Not sure whats going wrong here and how to get node1 again with same cluster ID. Please help to sort this issue.


(Tim O'Brien) #6

Node 1 in your example above has no join flags. The best practice is to specify each node in the --join flag on all nodes. Try:

--join=172.16.23.29:26257,172.16.23.29:26258,172.16.23.29:26259,172.16.23.26:26260

On the remaining node.


(hrishikesh srivastava) #7

I tried following combinations, but still node 1 having different cluster ID:

cockroach start --insecure --store=node1 --listen-addr=172.16.23.29:26257 --http-addr=172.16.23.29:7080 --join=172.16.23.29:26258,172.16.23.29:26259,172.16.23.26:26260

cockroach start --insecure --store=node2 --listen-addr=172.16.23.29:26258 --http-addr=172.16.23.29:7081 --join=172.16.23.29:26257,172.16.23.29:26259,172.16.23.26:26260

cockroach start --insecure --store=node3 --listen-addr=172.16.23.29:26259 --http-addr=172.16.23.29:7082 --join=172.16.23.29:26257,172.16.23.29:26258,172.16.23.26:26260

cockroach start --insecure --store=node4 --listen-addr=172.16.23.26:26260 --http-addr=172.16.23.26:7083 --join=172.16.23.29:26257,172.16.23.29:26258,172.16.23.29:26259

(hrishikesh srivastava) #8


(Ron Arévalo) #9

Hey @rishi2019,

Thanks for the screenshots, by any chance are you using a process manager to restart this cluster, or did you happen to remove the data directory when you shut down the cluster?

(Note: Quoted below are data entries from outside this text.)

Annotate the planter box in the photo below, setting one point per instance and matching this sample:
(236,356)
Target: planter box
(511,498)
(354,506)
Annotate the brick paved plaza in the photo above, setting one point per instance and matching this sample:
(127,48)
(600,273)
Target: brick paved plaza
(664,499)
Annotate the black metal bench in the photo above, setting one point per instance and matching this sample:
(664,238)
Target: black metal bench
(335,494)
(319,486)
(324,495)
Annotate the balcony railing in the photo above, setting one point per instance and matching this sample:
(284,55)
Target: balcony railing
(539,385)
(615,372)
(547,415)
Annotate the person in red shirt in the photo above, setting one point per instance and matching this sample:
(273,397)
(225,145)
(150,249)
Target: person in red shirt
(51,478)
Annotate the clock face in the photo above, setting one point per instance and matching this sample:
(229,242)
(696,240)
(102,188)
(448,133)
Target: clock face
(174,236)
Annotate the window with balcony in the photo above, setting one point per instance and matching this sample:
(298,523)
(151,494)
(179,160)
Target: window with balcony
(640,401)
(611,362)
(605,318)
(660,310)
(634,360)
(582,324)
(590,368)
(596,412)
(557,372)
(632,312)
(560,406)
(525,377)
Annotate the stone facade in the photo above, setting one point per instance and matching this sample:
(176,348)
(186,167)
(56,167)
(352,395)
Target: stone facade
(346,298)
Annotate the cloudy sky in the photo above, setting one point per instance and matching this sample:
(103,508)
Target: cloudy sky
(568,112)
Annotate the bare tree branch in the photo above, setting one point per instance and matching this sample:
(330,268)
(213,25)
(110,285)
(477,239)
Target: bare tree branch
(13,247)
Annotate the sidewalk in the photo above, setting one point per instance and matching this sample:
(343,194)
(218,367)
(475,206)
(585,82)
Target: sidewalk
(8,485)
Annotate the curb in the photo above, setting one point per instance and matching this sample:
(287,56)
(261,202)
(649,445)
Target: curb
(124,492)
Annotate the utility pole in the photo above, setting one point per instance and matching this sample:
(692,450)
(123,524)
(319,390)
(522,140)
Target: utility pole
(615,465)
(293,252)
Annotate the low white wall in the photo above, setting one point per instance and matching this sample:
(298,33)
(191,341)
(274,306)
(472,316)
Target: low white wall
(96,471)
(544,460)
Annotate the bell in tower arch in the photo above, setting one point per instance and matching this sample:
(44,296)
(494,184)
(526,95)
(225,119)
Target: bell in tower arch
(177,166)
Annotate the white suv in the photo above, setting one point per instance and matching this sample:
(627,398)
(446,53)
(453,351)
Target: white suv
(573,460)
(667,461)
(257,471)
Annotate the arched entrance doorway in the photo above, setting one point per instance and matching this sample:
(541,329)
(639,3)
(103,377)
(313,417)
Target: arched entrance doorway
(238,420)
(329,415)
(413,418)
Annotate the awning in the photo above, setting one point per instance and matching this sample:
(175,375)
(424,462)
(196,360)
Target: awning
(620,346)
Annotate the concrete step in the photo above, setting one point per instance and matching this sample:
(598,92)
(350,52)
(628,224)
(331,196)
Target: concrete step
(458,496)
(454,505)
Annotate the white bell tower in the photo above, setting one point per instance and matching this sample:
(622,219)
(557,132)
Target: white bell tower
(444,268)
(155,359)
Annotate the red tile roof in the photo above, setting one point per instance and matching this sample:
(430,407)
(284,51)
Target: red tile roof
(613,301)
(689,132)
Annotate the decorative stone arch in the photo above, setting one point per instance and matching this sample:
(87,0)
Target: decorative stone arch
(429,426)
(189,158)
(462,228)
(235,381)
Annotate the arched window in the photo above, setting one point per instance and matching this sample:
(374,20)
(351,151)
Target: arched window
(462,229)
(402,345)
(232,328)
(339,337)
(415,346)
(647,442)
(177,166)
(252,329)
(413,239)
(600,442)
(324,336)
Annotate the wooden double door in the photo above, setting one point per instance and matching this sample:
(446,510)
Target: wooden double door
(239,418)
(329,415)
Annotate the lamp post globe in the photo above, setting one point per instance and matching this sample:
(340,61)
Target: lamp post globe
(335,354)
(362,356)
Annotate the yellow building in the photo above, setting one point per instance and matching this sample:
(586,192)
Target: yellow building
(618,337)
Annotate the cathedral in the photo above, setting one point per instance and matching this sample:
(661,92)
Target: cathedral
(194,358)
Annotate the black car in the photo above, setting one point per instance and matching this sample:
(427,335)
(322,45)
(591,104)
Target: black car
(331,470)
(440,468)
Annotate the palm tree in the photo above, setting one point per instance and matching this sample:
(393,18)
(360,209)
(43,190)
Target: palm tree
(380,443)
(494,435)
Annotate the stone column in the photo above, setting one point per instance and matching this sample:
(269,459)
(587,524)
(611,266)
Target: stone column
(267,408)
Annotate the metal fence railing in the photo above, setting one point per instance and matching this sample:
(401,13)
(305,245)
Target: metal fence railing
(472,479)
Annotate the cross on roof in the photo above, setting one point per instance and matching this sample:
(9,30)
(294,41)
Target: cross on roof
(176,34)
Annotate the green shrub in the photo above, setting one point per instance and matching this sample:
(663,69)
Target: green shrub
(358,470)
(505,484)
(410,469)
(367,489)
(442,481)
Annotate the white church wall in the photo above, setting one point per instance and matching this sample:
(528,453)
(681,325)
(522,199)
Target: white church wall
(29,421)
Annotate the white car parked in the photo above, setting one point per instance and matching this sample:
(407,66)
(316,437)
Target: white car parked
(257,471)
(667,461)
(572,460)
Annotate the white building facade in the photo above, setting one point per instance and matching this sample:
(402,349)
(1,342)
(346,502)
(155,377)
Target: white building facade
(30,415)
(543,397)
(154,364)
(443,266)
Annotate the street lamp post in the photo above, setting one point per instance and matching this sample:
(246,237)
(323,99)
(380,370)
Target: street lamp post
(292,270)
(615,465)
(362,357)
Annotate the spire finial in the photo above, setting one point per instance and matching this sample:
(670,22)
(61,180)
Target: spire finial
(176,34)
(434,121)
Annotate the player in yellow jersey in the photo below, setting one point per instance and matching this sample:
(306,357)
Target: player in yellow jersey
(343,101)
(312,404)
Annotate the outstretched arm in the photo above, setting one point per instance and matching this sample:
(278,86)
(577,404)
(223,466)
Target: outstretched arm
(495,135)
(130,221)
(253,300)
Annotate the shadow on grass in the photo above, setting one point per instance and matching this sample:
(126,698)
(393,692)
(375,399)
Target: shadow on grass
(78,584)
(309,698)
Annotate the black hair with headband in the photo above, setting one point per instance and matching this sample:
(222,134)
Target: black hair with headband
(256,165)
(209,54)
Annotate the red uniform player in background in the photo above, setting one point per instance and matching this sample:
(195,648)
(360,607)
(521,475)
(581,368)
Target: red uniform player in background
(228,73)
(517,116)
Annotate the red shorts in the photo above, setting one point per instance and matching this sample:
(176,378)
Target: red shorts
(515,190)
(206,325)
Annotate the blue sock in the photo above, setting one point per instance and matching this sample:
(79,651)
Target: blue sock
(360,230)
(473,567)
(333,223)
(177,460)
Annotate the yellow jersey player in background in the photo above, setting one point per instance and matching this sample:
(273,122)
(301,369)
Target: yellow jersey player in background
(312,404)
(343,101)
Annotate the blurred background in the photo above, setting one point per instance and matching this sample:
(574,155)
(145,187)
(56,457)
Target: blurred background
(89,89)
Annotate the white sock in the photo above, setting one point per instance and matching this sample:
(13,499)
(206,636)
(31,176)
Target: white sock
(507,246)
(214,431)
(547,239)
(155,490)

A single node joining an individual cluster with a different id from the rest of our nodes would only happen in the event of:

  1. A loss of the data directory and starting without a --join flag (best practice is to always use the --join flag).
  2. Manually starting the cluster, and then restarting it with a process manager.

Aside from those two instances above, a node would not be able join a different cluster on restart.

Thanks,

Ron


(hrishikesh srivastava) #10

Hi @ronarev,

I can see two locations for node data directory on server 172.16.23.29:

  1. /root/node1 ( in log cluster ID: 88e1e349-1f97-4ac8-83b0-32e38d3e3402)
  2. /usr/rishi/node1 ( in log cluster ID: b128e523-7abc-4a29-8c20-4d119799f83d)

My cockroach installer is located at /usr/rishi/ folder. Not sure why two different node1 directory created. however other two nodes node2 and node3 having location /root

If executing ‘cockroach start’ command to start node 1 it starts #1 node, but I suppose that it should start #2 node which is having same cluster id as node2 and node3 etc.

to start node 1 used following command as suggested:

cockroach start --insecure --store=node1 --listen-addr=172.16.23.29:26257 --http-addr=172.16.23.29:7080 --join=172.16.23.29:26257,172.16.23.29:26258,172.16.23.29:26259,172.16.23.26:26260

Is there way to start node1 from location /usr/rishi/node1?


(hrishikesh srivastava) #11

Well, now I am able to start node from location/usr/rishi/node1 by providing node1 path in --store section:

root@172.16.23.29:~ r-xr-x— # cockroach start --insecure --store=/usr/rishi/node1 --listen-addr=172.16.23.29:26257 --http-addr=172.16.23.29:7080

I think its better to provide more specific names of nodes rather then providing node1, node2, node3 etc.